Appendix E Intervention Experiment Details
In the intervention experiments, we randomly substitute a number value in the CoT generated by trained models on the test set. The interventions are performed on the full CoT texts. The substituted number has the same digit length as the original number, but with a different value. To prevent outlier values, we keep the first digit to be the same as the original number when substituting numbers with 2 or more digits.
We choose the number to substitute within the following range:
Multiplication
- $x$ or $y$ in “digit $x$ , carry $y$ ” statements;
- A random number $x$ in “Add up partial results:” statements;
- The first partial result $x$ in “ $a_{1}+...+a_{n}=x+...$ statements;
- The result $x$ in the “The final result is: $...=x$ ” statement.
Dynamic programming
A random intermediate value in the CoT.
After intervention, we truncate all tokens after the intervened value, and feed the partial CoT into trained models to complement the full CoT and get the final answer.
The detailed breakdown of errors in multiplication problems is shown in Table 1 (1 entry with deformed CoT is excluded):
| Total Success Error | 9999 7383 2616 |
| --- | --- |
| Addition error | 767 |
| Reconstruct error | 496 |
| Shortcut error | 1291 |
| Copy error | 6 |
| Misc error | 56 |
Table 1: Intervention error breakdown in multiplication problems.
Appendix F Probing Experiment Details
In the probing experiments, we probe on latent CoT for simplicity.
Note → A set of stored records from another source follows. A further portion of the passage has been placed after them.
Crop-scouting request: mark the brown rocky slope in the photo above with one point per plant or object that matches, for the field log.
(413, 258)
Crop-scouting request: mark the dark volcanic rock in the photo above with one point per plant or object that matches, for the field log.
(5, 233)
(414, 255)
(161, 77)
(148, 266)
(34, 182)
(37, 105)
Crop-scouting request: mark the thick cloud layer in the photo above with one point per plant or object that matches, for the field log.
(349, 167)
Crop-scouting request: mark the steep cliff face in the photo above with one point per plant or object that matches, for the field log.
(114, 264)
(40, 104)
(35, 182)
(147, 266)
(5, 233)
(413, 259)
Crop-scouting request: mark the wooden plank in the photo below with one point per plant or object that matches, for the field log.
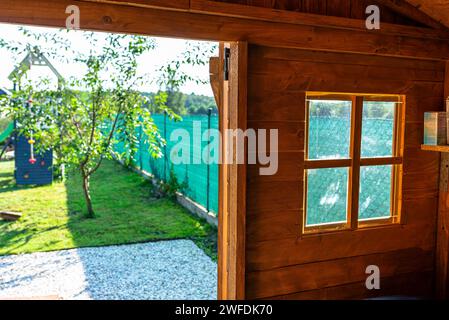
(319, 275)
(172, 4)
(261, 52)
(290, 168)
(149, 21)
(411, 12)
(290, 134)
(343, 83)
(222, 267)
(266, 255)
(214, 70)
(339, 8)
(283, 16)
(437, 9)
(435, 148)
(266, 226)
(442, 249)
(348, 71)
(273, 196)
(237, 172)
(285, 107)
(412, 285)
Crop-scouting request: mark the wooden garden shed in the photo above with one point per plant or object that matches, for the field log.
(284, 56)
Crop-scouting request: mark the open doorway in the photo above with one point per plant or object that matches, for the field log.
(153, 204)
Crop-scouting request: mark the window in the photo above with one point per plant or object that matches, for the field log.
(353, 161)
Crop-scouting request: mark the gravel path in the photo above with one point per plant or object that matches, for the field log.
(158, 270)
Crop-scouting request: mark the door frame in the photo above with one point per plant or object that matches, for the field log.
(232, 176)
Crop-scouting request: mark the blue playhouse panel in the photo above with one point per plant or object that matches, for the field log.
(36, 174)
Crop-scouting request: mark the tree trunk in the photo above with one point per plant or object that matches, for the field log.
(86, 188)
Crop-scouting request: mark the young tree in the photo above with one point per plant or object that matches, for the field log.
(84, 118)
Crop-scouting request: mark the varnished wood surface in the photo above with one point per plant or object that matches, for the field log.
(184, 24)
(279, 261)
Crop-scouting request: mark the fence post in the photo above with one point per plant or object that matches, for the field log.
(209, 113)
(165, 146)
(140, 149)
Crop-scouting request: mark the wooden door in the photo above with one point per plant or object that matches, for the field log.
(229, 78)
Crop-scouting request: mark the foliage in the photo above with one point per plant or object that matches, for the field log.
(83, 127)
(83, 118)
(186, 104)
(52, 215)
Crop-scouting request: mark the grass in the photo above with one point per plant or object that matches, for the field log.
(53, 216)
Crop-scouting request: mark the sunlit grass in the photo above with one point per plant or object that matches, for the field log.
(53, 216)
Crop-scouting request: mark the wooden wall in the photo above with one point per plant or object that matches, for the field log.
(281, 264)
(339, 8)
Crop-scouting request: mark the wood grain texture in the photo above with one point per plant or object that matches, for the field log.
(279, 260)
(410, 284)
(437, 9)
(336, 272)
(356, 16)
(442, 250)
(172, 23)
(236, 195)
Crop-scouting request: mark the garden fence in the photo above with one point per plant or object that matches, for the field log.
(327, 189)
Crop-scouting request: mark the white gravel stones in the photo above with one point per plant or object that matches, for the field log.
(162, 270)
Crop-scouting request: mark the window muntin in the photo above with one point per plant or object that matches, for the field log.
(370, 160)
(330, 120)
(327, 196)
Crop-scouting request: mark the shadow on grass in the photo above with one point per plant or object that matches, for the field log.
(127, 212)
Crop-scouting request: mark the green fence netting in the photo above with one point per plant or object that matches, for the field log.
(327, 188)
(194, 176)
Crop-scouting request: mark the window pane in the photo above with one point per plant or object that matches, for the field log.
(329, 129)
(377, 129)
(327, 195)
(375, 192)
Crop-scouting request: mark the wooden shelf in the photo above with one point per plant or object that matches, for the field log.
(435, 148)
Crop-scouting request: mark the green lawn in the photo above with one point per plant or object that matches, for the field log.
(126, 213)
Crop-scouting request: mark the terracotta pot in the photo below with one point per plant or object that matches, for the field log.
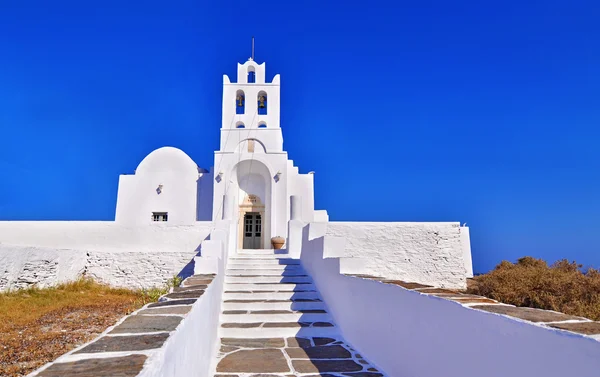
(277, 242)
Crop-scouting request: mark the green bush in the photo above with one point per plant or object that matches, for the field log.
(530, 282)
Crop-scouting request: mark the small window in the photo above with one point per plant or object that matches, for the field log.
(159, 216)
(240, 102)
(262, 103)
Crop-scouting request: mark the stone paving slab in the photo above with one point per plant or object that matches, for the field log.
(528, 314)
(185, 294)
(127, 366)
(472, 300)
(190, 288)
(438, 290)
(407, 285)
(319, 352)
(125, 343)
(144, 323)
(254, 343)
(166, 310)
(188, 301)
(586, 328)
(318, 356)
(266, 360)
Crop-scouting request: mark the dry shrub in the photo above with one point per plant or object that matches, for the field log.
(38, 325)
(530, 282)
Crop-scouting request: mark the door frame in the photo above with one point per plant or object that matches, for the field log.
(251, 203)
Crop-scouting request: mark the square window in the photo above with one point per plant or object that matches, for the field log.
(159, 216)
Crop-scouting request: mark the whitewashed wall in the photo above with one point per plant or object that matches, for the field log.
(181, 193)
(427, 253)
(46, 253)
(406, 333)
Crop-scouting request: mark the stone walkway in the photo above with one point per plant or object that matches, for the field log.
(275, 324)
(123, 350)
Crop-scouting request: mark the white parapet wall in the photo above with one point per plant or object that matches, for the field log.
(408, 333)
(429, 253)
(50, 252)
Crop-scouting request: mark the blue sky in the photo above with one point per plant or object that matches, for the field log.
(465, 111)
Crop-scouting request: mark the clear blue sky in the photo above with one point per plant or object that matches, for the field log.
(408, 111)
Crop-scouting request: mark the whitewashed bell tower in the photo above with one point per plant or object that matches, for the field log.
(254, 179)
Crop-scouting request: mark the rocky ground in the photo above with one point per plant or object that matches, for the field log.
(39, 325)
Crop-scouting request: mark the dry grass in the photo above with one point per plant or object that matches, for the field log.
(530, 282)
(38, 325)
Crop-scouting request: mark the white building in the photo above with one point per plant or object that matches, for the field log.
(170, 206)
(251, 170)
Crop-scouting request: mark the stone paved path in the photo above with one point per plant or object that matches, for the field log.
(275, 324)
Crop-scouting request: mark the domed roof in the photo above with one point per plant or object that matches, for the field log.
(167, 159)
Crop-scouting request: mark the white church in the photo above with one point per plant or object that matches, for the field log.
(251, 182)
(328, 298)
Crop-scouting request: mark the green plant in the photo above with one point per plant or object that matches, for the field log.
(530, 282)
(148, 295)
(175, 281)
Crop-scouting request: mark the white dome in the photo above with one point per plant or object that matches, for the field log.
(167, 159)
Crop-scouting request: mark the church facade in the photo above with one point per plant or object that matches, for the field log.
(252, 180)
(169, 208)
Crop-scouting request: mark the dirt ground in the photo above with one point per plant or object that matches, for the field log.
(39, 325)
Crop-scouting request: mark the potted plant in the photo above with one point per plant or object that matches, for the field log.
(277, 242)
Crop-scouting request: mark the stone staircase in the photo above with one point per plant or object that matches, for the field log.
(274, 321)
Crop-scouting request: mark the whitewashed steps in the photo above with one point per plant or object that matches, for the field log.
(238, 295)
(278, 332)
(280, 287)
(276, 316)
(270, 295)
(255, 272)
(262, 261)
(272, 279)
(274, 305)
(270, 267)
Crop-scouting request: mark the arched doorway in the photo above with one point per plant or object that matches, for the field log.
(250, 232)
(253, 204)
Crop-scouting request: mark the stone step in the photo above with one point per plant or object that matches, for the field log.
(273, 305)
(235, 295)
(267, 279)
(263, 261)
(262, 266)
(275, 330)
(273, 316)
(279, 287)
(296, 272)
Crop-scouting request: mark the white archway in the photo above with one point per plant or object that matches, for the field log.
(252, 180)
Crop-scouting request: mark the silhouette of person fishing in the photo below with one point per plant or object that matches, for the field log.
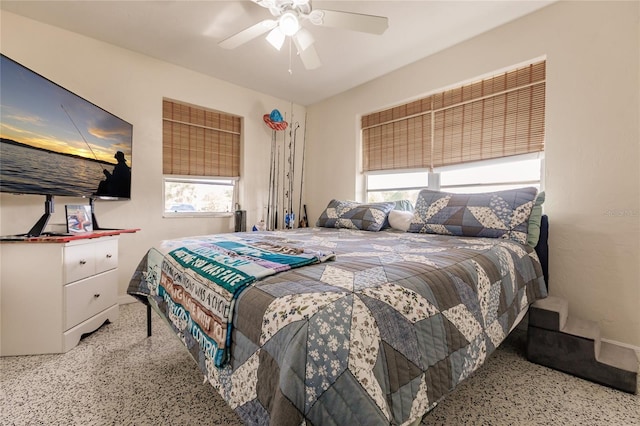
(118, 182)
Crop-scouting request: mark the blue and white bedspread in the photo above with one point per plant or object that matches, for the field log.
(376, 336)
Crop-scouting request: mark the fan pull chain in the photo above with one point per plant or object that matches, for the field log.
(290, 50)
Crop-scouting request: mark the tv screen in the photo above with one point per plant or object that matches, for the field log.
(53, 142)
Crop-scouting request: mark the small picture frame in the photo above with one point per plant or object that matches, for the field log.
(78, 218)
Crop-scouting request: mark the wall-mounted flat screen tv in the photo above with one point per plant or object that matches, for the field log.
(55, 143)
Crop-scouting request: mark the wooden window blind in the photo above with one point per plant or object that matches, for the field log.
(199, 142)
(496, 117)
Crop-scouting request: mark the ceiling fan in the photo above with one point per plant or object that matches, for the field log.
(288, 18)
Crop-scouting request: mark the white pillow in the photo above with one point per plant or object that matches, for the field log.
(400, 219)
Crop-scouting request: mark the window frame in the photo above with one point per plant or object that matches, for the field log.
(208, 180)
(435, 177)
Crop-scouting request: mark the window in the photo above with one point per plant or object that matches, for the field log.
(201, 160)
(493, 175)
(483, 136)
(188, 196)
(393, 186)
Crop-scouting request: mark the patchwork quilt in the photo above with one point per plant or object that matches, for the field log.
(376, 335)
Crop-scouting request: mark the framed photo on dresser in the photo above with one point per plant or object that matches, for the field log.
(78, 218)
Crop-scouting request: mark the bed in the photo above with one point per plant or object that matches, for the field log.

We first collect hidden states of LLMs on different layers, and then train the probe classifiers. The training set of hidden states is collected by running the trained model on the original training set, and so is the test set.
We use a learning rate of $1e-3$ and a gradient clipping threshold of $1$ . We train the probe classifiers for 4 epochs with a training batch size of 32, and an evaluate batch size of 64.